E musical. Gilliard conta como ele e Diego Jimenez gravaram o disco “Parada Popular - 45 sucessos” imitando as vozes de cantores famosos. Para quem comprasse o disco, não havia um aviso sequer de aquelas interpretações não eram de Reginaldo Rossi, Sidney Magal ou Peninha. Num tempo em que não havia playlist, o disco foi um fabuloso sucesso comercial.

A série nasceu da costela do excelente livro “Pavões Misteriosos”, de Barcinski. “Comecei a pesquisa do livro sem saber como ia terminar. Queria entender como a música brasileira foi refratária ao jovem, mas durante um período ela o abraçou. Entrevistei Guilherme Arantes, Sidney Magal. Num momento da entrevista, o Magal falou: ‘quem me inventou foi o [produtor argentino] Roberto Livi’. Eu não sabia que o Livi tinha a ver com o Magal. Como um argentino vem para o Brasil e transforma o Magal num cigano? Comecei a coletar essas histórias dos bastidores."

"Mais tarde, por acaso, comparando anotações de três entrevistas, vi que citavam uma banda chamada Os Carbonos. Não tinha nada sobre eles, nenhum registro. Fui atrás e descobri que eles são um oceano, eles me abriram muitas histórias”, conta Barcinski. Os Carbonos são as estrelas do terceiro episódio da série.

Há ainda episódios sobre os corais que faziam backing vocal nas gravações; as bandas que tocavam nas domingueiras paulistanas; Mister Sam, o figuraça que criou a Gretchen; e a explosão da indústria de músicas infantis.

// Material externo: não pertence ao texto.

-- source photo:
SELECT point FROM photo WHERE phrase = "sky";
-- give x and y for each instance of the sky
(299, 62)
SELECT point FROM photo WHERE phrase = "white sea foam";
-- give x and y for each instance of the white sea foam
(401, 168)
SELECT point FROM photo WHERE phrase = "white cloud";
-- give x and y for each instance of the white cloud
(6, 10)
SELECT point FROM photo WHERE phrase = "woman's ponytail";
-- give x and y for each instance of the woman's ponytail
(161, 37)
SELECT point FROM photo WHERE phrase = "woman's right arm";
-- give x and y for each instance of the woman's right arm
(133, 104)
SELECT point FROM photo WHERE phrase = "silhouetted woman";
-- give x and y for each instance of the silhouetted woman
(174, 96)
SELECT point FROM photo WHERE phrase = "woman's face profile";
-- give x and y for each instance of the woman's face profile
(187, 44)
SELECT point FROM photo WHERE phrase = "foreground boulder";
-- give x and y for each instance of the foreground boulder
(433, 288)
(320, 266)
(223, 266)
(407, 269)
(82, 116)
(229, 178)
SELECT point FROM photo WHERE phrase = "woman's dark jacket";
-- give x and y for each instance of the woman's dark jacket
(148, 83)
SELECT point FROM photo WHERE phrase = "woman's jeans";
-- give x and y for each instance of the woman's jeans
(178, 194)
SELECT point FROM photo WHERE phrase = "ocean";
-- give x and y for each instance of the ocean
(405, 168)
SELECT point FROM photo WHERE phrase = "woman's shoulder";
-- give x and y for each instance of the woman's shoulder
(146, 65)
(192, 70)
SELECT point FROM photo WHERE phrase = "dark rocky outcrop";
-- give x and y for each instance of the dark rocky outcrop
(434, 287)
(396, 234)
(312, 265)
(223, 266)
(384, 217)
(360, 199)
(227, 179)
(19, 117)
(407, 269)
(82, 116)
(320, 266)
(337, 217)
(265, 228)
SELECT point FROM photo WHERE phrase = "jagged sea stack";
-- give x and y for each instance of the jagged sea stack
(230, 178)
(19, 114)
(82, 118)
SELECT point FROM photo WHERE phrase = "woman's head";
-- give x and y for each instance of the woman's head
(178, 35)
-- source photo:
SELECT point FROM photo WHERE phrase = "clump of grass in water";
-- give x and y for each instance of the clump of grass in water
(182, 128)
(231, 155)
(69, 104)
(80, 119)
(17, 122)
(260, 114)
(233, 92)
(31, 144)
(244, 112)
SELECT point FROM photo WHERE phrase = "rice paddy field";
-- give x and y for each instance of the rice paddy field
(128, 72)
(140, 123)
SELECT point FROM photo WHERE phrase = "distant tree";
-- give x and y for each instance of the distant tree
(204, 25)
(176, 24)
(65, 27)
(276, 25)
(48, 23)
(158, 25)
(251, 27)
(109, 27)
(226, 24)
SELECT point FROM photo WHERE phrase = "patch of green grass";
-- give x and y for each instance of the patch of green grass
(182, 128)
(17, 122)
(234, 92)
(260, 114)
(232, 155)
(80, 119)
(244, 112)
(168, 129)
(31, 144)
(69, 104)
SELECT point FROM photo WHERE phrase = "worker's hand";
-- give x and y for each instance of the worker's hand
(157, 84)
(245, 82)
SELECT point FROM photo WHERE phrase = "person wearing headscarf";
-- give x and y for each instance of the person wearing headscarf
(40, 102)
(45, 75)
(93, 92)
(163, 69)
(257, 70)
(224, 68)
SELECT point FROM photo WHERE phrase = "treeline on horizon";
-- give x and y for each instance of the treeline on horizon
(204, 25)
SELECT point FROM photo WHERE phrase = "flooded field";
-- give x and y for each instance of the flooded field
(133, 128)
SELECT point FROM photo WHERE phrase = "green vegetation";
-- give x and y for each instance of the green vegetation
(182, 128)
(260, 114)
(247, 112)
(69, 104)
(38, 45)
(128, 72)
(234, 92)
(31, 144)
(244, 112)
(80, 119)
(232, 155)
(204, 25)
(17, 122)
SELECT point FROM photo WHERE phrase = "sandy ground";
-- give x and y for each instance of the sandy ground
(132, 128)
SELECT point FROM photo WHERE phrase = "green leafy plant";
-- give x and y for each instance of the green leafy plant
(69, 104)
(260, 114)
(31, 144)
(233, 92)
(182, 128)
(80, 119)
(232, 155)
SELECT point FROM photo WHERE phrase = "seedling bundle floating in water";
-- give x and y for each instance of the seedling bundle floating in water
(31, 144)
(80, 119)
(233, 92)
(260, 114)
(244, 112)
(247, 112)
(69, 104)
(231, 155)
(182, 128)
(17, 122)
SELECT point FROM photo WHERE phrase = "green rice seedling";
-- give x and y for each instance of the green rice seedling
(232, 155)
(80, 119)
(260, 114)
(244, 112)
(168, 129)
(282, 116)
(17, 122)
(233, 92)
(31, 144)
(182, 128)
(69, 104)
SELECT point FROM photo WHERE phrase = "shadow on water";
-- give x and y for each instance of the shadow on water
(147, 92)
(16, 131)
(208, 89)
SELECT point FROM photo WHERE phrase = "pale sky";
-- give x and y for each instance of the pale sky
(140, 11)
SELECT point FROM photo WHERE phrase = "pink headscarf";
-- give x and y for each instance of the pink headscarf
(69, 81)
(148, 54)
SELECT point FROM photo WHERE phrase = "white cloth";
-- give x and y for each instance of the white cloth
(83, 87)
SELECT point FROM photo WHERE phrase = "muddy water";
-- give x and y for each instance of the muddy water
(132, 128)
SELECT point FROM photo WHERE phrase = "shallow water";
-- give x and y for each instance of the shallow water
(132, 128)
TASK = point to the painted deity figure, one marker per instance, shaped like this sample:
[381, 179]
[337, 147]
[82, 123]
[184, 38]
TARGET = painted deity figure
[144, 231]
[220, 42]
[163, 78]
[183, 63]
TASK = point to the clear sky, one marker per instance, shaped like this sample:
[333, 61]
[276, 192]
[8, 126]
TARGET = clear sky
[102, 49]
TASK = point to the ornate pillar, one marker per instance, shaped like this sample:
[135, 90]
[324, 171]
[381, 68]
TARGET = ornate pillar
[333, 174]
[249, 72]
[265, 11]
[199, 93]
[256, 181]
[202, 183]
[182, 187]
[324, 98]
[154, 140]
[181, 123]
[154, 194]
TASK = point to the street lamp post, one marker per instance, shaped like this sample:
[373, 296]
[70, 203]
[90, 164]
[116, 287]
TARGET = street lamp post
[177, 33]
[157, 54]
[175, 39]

O último traz os bastidores das gravações dos discos da Xuxa. Paulo Massadas, compositor de uma infinidade de hits, conta que a apresentadora infantil tinha consciência de que não sabia cantar. No estúdio, a voz de Massadas era ouvida no fone da apresentadora para que ela seguisse o canto do compositor. Ao mesmo tempo, Massadas apertava as mãos de Xuxa de forma ritmada, para que ela não perdesse o acompanhamento.

O assunto é vasto. Barcinski tinha a segunda e a terceira temporada da “A História Secreta do Pop Brasileiro” engatilhadas. “As temporadas estão paradas na Ancine há dois anos. O mesmo canal Music Box Brasil já aprovou, mas o Fundo Setorial parou”, lamenta.

Enquanto a política de sabotagem à cultura não termina, resta torcer para que a criatividade das gravadoras brasileiras nos inspire.


Faixas extras

Morris Albert canta “Feelings”

Prini Lorez canta “La Bamba”

Parada Popular - 45 sucessos

'História Secreta do Pop Brasileiro': a live


Em tempo

Os bastidores da música pop e os talentos que ficaram na sombra são a força do ótimo “Ninguém Sabe que Estou Aqui”, dirigido por Gaspar Antillo. Está na Netflix.